The spread of branch banking, though, has enabled larger banks to compete for customers once the sole province of community banks. Further, large banks are under increased regulatory pressure to lend to smaller businesses. Consequently, traditional overline lending has largely disappeared. Community banks must now look elsewhere to place that portion of a loan exceeding the bank’s lending limit.
At the same time, technology is leveling the playing field between large and small banks in assessing and managing credit risk of business customers. Although customer relationships are still at the heart of community banking, not only does computerized process-based lending reduce costs, but it can lead to better lending decisions when, for example, data analysis provides a defensible rationale for rejecting a loan request from a customer who has a strong relationship with the bank. Community banks should utilize this technology to strengthen their relationship with existing customers as well as to attract new customers.
The Transformation of Community Bank Lending
Today, community banks find much of their traditional business lending imperiled by changes in banking technology, structure and regulation:
- Credit-risk evaluation techniques have become more sophisticated;
- Branching restrictions no longer protect local lending markets;
- Computerized, process-based lending increasingly drives small-business lending, reducing the importance of relationship banking;
- Business customers can still outgrow the lending capacity of their community bank;
- Overline lending through correspondent banks has largely disappeared; and
- Regulatory compliance costs have risen while becoming more complex, increasing compliance risk.
Because of these irreversible trends, much traditional business lending has left community banks, with the consequence that they have become more dependent on commercial real estate (CRE) and construction and development (C&D) lending than is the case at larger banks.
Community bank CRE and C&D lending usually is limited to a bank’s immediate market area, leading to a concentration of geographical credit risk that can be dangerous, if not fatal, to the bank during an economic downturn. CRE and C&D loan losses were a major factor in the failure of many community banks following the 2008 financial crisis. Although community banks have been increasing their commercial and industrial (C&I) lending, they still are too heavily concentrated in CRE and C&D lending.
How Community Banks Can Compete More Effectively Today as Lenders
A major challenge facing many community banks today is how to reduce their dependency on CRE and C&D lending while profitably attracting and retaining other types of business customers and borrowers. Community banks, though, still have many advantages they can capitalize on?proximity to their customers, local market knowledge, the ability to develop and maintain personal customer relationships, and speed and flexibility in tailoring banking solutions to a particular customer’s needs.
Community banks must implement new techniques to increase their non-real estate business lending, especially when a customer’s credit needs outgrow the bank’s balance-sheet capacity to accommodate all of those needs. Selling participations in loans that the bank has originated represents an effective way to retain customers with growing credit needs; loan participations are the modern-day equivalent of overline lending.
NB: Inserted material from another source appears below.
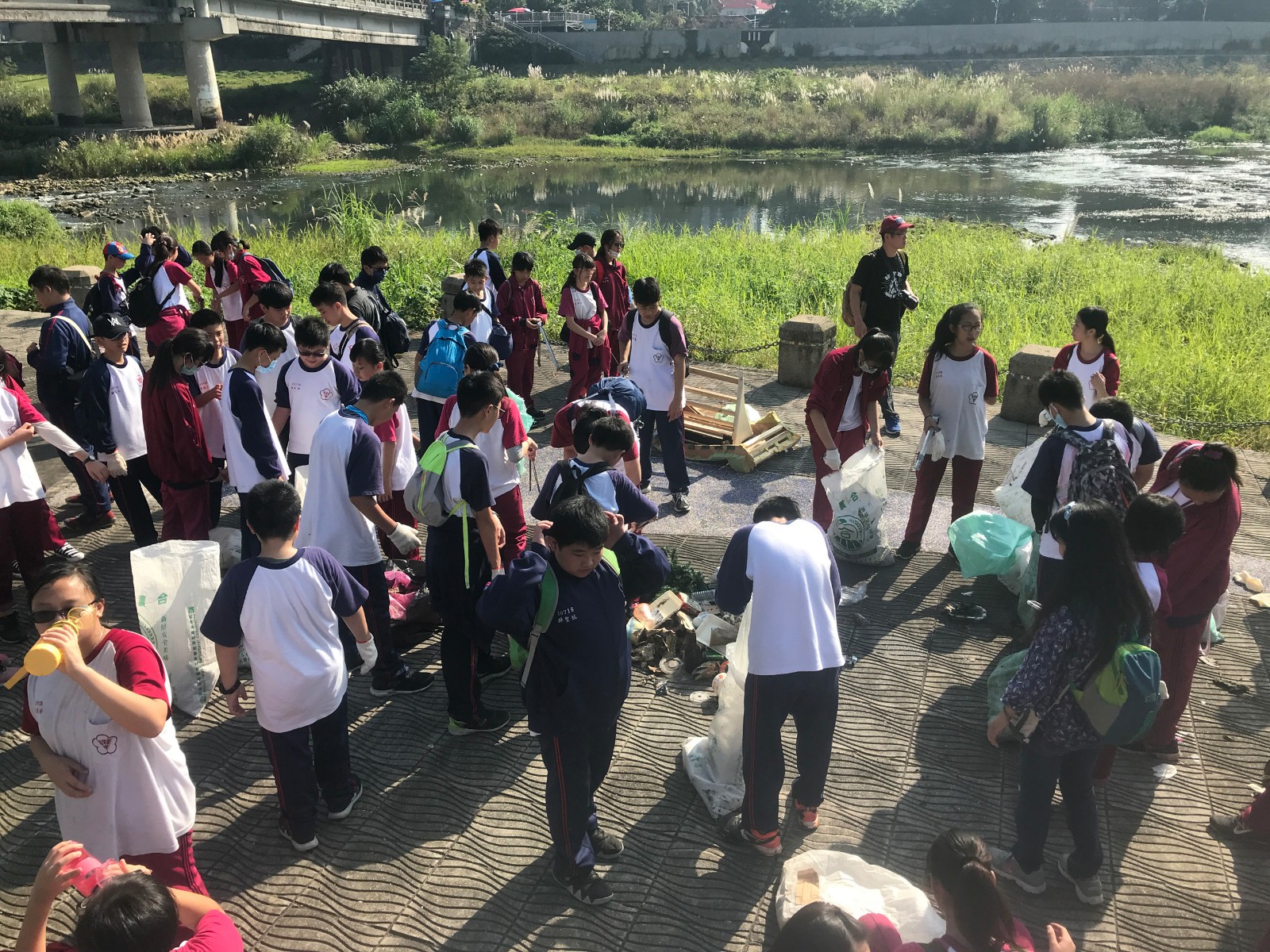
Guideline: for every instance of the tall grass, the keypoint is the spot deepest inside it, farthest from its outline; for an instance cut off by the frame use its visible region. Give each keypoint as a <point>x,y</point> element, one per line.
<point>1193,329</point>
At the same time, buying loan participations represents an effective way for a community bank to diversify its loan portfolio, both geographically as well as by customer type.
Key, though, to selling and buying participations in business loans is efficiently evaluating credit risk as well as monitoring and servicing a loan over its life. Working collaboratively with third-party providers of specialized banking services who are not competitors represents an excellent way for a community bank to profitably and safely engage in both buying and selling loan participations.
Community banks have been burdened in recent years by increased regulation while technology has enabled large banks and some emerging non-bank firms to divert business lending away from community banks. Nonetheless, relationship banking still is a valuable service that community banks can and do provide. However, they need to collaborate with other community banks to create the scale necessary to compete against the big banks by utilizing new technology to make their lending processes more efficient and to enhance the banking experience for their customers. Using technology in buying and selling loan participations represents an important way to accomplish that objective.